Our playlists represents us, our tastes, our interests, they are personalised how we like it with what we like, so why are they any less of a place then our very own bedroom is? We no longer move through these media forms and stop when we like something. We sift out what we like and put it firmly where we want it. So when we “visit” our playlist it is not us entering a intangible space of intercommunication and sharing, we are visiting shows, music, movies that we clicked on and organised to our clocks. We have interfered with the original state they where in when media introduced them to us, took them out of context, away from commercials and introduced them to an entirely different spatial mode. They are now in our place, and we do not have to share them with anybody.
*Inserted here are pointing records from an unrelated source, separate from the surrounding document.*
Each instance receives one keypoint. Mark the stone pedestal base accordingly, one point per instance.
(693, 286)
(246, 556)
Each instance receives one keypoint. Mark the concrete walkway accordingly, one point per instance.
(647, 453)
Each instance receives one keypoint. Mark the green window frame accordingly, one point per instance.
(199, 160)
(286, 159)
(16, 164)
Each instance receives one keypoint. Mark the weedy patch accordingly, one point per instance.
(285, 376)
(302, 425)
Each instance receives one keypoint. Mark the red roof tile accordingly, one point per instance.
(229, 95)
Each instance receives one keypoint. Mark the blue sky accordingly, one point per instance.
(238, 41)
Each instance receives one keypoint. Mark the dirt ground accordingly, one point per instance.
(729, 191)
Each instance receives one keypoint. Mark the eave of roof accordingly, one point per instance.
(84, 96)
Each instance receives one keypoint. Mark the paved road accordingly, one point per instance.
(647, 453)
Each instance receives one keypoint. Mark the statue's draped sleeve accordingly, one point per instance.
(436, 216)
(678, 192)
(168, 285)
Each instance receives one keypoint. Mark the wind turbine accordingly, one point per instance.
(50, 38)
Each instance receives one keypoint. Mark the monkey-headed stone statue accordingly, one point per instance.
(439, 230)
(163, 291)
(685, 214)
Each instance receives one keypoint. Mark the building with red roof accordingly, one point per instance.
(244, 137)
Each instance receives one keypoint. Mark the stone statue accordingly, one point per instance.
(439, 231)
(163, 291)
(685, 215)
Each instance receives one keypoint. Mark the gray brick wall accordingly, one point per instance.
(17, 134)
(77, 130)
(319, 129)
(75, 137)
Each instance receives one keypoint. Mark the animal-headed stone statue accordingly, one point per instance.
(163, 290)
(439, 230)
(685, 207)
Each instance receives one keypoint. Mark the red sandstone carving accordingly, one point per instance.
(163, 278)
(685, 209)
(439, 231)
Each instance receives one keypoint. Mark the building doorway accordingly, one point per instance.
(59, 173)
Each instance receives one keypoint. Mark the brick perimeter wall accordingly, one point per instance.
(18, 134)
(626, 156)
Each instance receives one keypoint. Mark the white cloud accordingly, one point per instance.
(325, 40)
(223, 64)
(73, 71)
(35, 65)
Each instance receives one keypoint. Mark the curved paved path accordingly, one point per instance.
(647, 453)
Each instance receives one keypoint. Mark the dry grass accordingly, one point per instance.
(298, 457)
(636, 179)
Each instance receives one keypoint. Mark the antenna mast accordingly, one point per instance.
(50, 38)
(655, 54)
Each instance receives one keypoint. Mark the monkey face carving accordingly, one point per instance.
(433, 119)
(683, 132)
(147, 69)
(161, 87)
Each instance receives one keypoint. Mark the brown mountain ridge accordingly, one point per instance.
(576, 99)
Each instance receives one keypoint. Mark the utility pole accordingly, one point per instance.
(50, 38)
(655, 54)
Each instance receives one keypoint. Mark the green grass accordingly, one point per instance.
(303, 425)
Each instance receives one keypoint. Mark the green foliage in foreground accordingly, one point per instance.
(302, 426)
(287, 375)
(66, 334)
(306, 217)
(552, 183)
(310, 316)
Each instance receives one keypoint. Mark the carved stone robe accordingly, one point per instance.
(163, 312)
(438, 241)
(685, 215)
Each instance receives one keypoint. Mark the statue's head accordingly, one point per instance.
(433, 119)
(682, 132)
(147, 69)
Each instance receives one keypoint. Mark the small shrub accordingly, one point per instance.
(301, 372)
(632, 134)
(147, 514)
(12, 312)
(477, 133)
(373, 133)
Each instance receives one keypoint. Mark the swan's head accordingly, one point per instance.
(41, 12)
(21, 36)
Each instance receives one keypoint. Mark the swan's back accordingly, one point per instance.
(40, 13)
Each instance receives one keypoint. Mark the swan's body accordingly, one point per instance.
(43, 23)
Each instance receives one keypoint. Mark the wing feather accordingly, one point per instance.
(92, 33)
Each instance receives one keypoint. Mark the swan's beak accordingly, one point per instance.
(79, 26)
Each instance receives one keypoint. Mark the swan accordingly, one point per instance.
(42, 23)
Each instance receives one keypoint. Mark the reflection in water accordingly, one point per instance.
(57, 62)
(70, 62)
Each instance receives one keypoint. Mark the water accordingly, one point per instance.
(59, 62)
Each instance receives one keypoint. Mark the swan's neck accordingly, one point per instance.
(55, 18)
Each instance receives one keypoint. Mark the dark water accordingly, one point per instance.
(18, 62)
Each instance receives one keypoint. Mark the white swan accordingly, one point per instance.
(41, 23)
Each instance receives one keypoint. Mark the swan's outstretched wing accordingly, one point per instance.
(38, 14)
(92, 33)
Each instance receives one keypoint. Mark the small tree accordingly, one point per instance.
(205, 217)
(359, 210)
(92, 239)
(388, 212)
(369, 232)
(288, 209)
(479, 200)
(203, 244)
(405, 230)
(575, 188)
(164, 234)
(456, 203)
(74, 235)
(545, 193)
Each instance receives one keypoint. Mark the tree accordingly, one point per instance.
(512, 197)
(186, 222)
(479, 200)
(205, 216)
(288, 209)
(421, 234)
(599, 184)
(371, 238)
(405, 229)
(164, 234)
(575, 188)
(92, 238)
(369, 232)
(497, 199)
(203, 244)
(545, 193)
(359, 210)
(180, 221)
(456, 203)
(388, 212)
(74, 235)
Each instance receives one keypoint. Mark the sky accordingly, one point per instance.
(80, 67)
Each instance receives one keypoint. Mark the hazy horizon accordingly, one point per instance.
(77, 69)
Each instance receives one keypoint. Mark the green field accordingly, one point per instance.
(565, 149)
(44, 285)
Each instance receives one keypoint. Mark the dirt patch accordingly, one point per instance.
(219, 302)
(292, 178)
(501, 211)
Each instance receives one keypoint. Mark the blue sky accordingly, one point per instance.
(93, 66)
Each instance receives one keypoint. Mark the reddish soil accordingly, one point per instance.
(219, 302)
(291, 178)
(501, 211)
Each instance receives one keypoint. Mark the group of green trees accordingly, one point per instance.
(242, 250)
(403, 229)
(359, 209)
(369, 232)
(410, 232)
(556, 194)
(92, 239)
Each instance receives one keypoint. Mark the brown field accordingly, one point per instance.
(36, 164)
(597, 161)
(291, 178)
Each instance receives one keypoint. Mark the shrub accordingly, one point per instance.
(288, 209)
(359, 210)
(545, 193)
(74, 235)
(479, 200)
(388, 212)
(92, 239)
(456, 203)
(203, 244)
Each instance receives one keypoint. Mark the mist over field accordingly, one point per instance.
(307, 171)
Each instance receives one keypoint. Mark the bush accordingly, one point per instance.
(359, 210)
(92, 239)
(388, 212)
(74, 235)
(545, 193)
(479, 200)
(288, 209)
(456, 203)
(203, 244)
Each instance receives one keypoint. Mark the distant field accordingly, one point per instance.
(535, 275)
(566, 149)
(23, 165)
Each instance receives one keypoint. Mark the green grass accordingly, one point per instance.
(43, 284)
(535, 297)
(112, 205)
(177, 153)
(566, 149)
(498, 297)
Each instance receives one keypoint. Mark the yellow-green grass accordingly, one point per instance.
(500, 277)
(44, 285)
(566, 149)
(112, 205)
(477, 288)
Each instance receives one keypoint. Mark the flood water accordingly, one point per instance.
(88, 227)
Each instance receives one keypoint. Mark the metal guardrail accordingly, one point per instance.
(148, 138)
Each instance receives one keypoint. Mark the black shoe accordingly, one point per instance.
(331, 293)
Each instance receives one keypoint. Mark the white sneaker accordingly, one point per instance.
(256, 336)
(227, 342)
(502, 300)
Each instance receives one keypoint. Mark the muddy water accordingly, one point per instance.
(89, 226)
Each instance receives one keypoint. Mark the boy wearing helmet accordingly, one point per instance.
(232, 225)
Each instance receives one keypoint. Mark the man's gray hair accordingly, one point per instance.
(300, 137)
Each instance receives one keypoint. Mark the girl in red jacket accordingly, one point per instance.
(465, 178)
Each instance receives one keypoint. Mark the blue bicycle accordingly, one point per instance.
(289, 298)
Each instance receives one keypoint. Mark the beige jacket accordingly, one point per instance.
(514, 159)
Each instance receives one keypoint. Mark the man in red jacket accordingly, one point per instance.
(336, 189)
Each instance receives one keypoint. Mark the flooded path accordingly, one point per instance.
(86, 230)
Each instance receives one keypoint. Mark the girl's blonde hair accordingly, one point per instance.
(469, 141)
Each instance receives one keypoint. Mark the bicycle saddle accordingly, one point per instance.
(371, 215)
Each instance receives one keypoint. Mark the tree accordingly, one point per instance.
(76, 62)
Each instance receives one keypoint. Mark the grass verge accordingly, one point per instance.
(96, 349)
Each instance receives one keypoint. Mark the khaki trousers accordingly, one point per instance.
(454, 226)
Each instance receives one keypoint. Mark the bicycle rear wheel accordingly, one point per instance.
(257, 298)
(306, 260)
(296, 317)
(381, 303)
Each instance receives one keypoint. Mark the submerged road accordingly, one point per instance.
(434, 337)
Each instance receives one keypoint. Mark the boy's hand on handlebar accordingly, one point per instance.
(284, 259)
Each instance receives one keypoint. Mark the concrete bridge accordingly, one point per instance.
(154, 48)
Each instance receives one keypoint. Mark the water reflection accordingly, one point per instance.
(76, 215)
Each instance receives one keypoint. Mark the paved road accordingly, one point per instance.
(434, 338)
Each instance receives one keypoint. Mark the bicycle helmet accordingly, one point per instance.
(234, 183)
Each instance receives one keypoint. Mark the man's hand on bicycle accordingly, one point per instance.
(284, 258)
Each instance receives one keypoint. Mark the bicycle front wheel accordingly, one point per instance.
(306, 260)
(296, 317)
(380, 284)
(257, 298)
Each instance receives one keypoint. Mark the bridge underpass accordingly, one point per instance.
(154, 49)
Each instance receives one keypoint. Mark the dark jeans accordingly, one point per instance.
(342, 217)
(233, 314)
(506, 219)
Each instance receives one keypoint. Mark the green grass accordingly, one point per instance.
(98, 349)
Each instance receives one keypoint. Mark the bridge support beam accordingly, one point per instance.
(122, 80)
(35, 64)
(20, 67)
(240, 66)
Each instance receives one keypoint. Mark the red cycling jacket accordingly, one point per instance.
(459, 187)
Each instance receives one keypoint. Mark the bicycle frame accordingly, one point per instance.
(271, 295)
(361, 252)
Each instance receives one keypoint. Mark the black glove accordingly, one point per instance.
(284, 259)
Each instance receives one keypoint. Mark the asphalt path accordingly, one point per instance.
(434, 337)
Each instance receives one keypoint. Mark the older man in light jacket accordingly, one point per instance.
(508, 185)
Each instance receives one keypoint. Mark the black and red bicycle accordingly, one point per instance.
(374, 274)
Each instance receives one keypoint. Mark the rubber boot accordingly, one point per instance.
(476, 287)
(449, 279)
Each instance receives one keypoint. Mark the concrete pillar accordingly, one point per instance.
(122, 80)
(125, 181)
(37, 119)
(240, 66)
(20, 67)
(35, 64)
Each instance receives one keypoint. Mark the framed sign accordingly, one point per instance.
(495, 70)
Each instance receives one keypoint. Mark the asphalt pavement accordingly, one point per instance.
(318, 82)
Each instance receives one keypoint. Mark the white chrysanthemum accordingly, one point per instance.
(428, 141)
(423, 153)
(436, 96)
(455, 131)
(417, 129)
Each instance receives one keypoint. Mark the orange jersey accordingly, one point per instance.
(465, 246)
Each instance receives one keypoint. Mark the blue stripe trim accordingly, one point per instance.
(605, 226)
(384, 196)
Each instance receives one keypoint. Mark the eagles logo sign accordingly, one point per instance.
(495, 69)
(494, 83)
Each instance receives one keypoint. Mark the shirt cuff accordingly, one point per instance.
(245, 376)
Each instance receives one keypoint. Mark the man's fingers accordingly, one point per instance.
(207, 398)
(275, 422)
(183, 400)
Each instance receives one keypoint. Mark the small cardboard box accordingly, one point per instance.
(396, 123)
With our customised bubbles and private places the entire experience of media has shifted. There is no centre and our once continuos flow is now full of “breaks.” Changing from Youtube to Ninemsn to Facebook, the average consumer will browse and flick and change numerous times whilst engaging in media. With no centre and hardly any control of keeping consumers in one place, the flow is flipping out. The entire experience of media now revolves around us, therefor media revolves around our needs and we can experience all types of media from the perspective of a participant rather then a passive consumer. This takes away from the bond once experiences amongst people when uniting over media and rather creates a personal bond between ourselves and media. The ‘flow’ is our friend suggesting and providing us with things we like, whilst the medium is the conversation channeling it to us. We are not even close to a post-flow era, it’s just had a little make over.
Bibliography
Rizzo, Teresa. “Programming Your Own Channel: An Archaeology of the Playlist:. In Kenyon, Andrew, Ed. TV Futures: Digital Television Policy in Australia. Carlton, VUC: Melbourne University Press, 2007, 108-134.